Love . . . does not take into account a wrong suffered.
1 Corinthians 13:5
Love does not take into ‘account’? What does that mean to me in everyday English? When Paul wrote those words he probably meant that when we love someone, we will not put the spotlight on the wrongs that other people do to us. The NIV says “it keeps no record of wrongs” and The Message says “Doesn't keep score of the sins of others.”
OH, I ask of the Lord, “what about when someone belittles me over and over?” Love them. “Okay, but what if they are so hateful and call me horrible names?” Love them. “Um, what if they gossip about me and start lies and rumors?” Love them. “Okay, Lord, what about if I love them but am still very aware of the way they have treated me?” Love them and just give it to Me and I will handle it. “Oh, now that will be easier said than done but I am going to trust You on this Lord.” Wise decision!

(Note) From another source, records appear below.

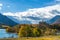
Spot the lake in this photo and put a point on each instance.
(4, 34)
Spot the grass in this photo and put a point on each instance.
(35, 38)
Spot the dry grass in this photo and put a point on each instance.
(35, 38)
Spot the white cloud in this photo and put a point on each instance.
(44, 12)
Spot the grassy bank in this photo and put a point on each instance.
(35, 38)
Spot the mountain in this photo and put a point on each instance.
(34, 15)
(55, 20)
(5, 20)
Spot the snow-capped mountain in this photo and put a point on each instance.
(34, 15)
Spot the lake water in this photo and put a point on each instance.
(4, 34)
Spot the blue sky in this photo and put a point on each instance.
(22, 5)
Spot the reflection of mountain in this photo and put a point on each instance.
(55, 20)
(5, 20)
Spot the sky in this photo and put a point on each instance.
(23, 5)
(30, 10)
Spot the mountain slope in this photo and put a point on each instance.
(55, 20)
(34, 15)
(5, 20)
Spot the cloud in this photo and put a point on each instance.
(42, 13)
(57, 0)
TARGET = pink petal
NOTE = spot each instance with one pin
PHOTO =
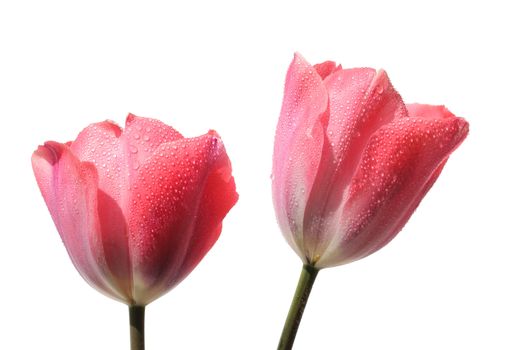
(217, 198)
(400, 164)
(70, 190)
(298, 146)
(144, 135)
(165, 210)
(360, 102)
(102, 145)
(326, 68)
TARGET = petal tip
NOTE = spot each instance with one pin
(50, 151)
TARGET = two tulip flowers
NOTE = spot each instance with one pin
(138, 208)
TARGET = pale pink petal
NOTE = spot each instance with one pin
(144, 135)
(102, 145)
(400, 164)
(70, 190)
(360, 102)
(298, 146)
(326, 68)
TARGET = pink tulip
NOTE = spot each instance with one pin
(137, 208)
(351, 161)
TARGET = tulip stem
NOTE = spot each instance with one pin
(136, 327)
(304, 287)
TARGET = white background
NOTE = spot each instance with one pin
(452, 279)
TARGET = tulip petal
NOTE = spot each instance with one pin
(360, 102)
(326, 68)
(165, 210)
(400, 164)
(102, 145)
(218, 197)
(144, 135)
(298, 147)
(70, 190)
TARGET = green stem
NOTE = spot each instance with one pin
(136, 327)
(304, 286)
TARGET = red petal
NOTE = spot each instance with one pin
(361, 101)
(401, 162)
(166, 211)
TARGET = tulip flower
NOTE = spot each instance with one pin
(137, 208)
(351, 164)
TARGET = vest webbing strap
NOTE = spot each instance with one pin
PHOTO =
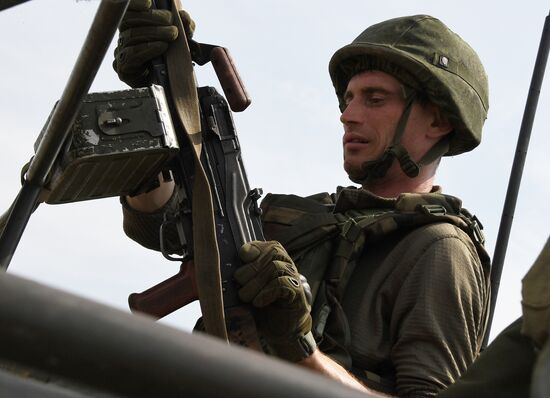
(205, 247)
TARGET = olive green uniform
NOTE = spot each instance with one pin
(508, 367)
(415, 303)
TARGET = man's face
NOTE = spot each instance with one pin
(375, 103)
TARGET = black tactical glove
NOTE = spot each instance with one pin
(271, 282)
(144, 35)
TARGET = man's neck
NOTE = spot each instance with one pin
(396, 183)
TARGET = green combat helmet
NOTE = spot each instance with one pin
(429, 59)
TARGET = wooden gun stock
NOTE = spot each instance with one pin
(230, 80)
(167, 296)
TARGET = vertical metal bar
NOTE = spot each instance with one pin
(96, 44)
(517, 169)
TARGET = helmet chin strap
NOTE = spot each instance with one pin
(376, 169)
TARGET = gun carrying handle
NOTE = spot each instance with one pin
(230, 80)
(167, 296)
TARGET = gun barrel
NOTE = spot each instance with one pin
(517, 168)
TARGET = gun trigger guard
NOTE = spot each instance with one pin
(171, 220)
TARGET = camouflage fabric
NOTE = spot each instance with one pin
(415, 302)
(427, 55)
(536, 299)
(404, 333)
(503, 370)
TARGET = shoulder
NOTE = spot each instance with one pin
(439, 237)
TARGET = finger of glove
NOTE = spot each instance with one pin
(284, 288)
(134, 58)
(146, 34)
(264, 257)
(188, 23)
(259, 278)
(145, 18)
(140, 5)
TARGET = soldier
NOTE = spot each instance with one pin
(401, 294)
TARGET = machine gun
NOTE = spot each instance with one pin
(117, 145)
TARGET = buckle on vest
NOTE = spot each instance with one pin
(477, 228)
(436, 210)
(350, 230)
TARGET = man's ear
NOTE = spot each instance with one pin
(440, 125)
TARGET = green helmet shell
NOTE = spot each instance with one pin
(446, 68)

Does this scenario sound a little bit familiar to you? We all experience times of such utter frustration in our relationships that we want to keep score and make sure the person knows that we know how they have mistreated us. God says to stop it if we want to love like He does. Love is the greatest of all the characteristics of a Christian and after all these years, I am still learning how to love. I fiddle around with love when it comes to someone who has wronged me and always felt guilty if I ended a relationship that seemed doomed to constant troubles.
Finally, I realized that loving someone and being close friends with them are entirely two different things. I can love, quit giving them free rent in my head and move on without counting out all of their hurtful ways. I need to just let God handle it and leave the accounting to Him.
If there is one thing I have learned lately is that when people belittle us, start rumors and gossip about us, they are very insecure and tend to do this in order to supposedly build themselves up. Make a list of the people who have hurt you that you are still keeping a “ledger sheet” on.
Now pray that you can love like Jesus does. When we love we have to forgive. Every so often, return to the list and see how you are doing with love.
Next is the harder part: make a list of anyone you have belittled and/or gossiped about. Ask God for forgiveness and ask him to use a zipper on your mouth until you learn how to control yourself. I finally got tired of the zipper and God has been showing me how to love like Jesus did. He may have simply walked away from hurtful people or softly rebuked them with love. I am not so much the rebuking type so I often walk away. But I WAS holding on tight to these hurts I had suffered. Not forgiving just causes havoc in our hearts.
I have a small zipper from my sewing box that is tacked up on my bulletin board that serves as a reminder to speak or act with love, even when I am belittled. Maybe you can do something similar.
Thank You God for bringing the two women into my life that showed me how to get rid of the hurtful words of others. Bless them both for their wisdom. And, Lord, help me to never be the hurter again.